Заплаткину он сказал всего несколько слов, когда мы уже подходили к лагерю:

– За это расстреливают на месте, – спокойно, но твердо заявил он. – Не годитесь вы больше в разведчики.

Страшные, убийственные слова! После этого мы все шли в тягостном молчании.

Несмотря на то, что было около двух часов ночи, командир отряда Балянов еще не спал, поджидая нас. Узнав о возвращении, он тотчас позвал всех к себе в землянку. Какой теплой, уютной показалась она нам теперь, после всех опасностей.

Балянов поднялся нам навстречу со словами приветствия, но внезапно осекся.

– Убит?—с тревогой спросил он, заметив на плече Дроздова рацию.

Тот молча кивнул.

Командир рассеянно переводил взгляд с одного из нас на другого. В продолжении длительной паузы мы стояли, смущенно потупив глаза. В таких случаях всегда почему-то чувствуешь себя нехорошо, словно ты виноват, что жив остался.

– Расскажите подробнее, – наконец прервал молчание командир и, взглянув на нас, добавил:—Вы садитесь, товарищи, отдыхайте, курите, кто хочет.

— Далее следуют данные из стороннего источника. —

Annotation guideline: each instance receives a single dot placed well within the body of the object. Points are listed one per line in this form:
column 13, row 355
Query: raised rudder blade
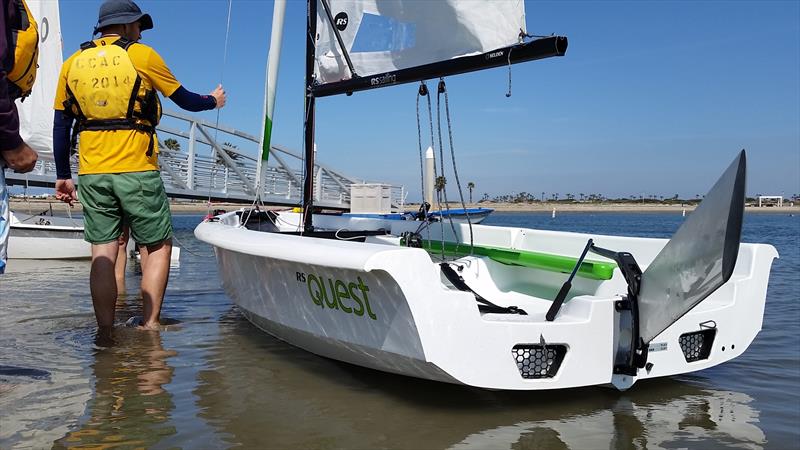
column 698, row 259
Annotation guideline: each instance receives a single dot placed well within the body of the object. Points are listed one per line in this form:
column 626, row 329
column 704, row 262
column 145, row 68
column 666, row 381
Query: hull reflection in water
column 708, row 418
column 297, row 400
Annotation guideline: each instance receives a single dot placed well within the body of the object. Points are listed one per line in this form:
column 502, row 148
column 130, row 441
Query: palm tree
column 172, row 144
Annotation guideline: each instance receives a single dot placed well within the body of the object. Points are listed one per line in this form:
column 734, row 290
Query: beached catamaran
column 493, row 307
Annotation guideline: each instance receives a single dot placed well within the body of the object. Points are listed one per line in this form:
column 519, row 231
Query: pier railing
column 202, row 161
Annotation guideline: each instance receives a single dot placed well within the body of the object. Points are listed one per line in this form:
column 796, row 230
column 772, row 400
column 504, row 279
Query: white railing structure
column 202, row 161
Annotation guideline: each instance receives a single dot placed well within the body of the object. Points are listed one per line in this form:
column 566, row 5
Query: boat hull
column 389, row 308
column 46, row 237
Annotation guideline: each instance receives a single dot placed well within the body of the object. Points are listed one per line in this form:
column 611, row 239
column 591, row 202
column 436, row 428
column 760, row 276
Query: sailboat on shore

Дроздов последовательно начал докладывать о событиях минувшего дня. Командир слушал его внимательно, иногда останавливал вопросами, уточняя что-нибудь. Лицо его, изборожденное морщинами, утомленное, как бы застыло в своей удрученности.

К нашей общей радости, Дроздов умолчал о поступке Заплаткина. Пощадил ли он при этом оплошавшего разведчика или удрученного горем командира, вернее всего – обоих. Такие события мужчины переживают тяжело, а Балянов и без того был подавлен смертью радиста.

Эпизод с мальчиком смягчил выражение его лица. Он с интересом расспрашивал обстоятельства встречи:

– Совсем еще ребенок! На лошади, говоришь, догнал? Положим, деревенским ребятам верховая езда – не в диковинку. А в чем был одет? Как звать мальчика?

Все должен видеть, подметить, запомнить разведчик! Дроздов рассказывал кратко, но вместе с тем очень подробно, как мне показалось. Чувствовался острый глаз разведчика. На вопросы командира отвечал обстоятельно: называл место, время события, высказывал остроумные заключения. И вдруг смущенно замолчал.

В самом деле, как был одет Кеша? Балянов вскинул на него удивленный взор, как бы говоря: можно ли забыть или – хуже того – не заметить столь важных деталей?

И почему его так заинтересовало имя и даже одежда мальчика?

Товарищи, конечно, выручили Дроздова, припомнили все, но этим они только усилили краску стыда на его лице. По правде говоря, облачение Кеши было самым заурядным: старенький нагольный полушубок и серая фуражка с большим масляным пятном на околыше. Фуражку я запомнил потому, что мне пришлось поднимать ее, когда мальчик еще лежал на земле.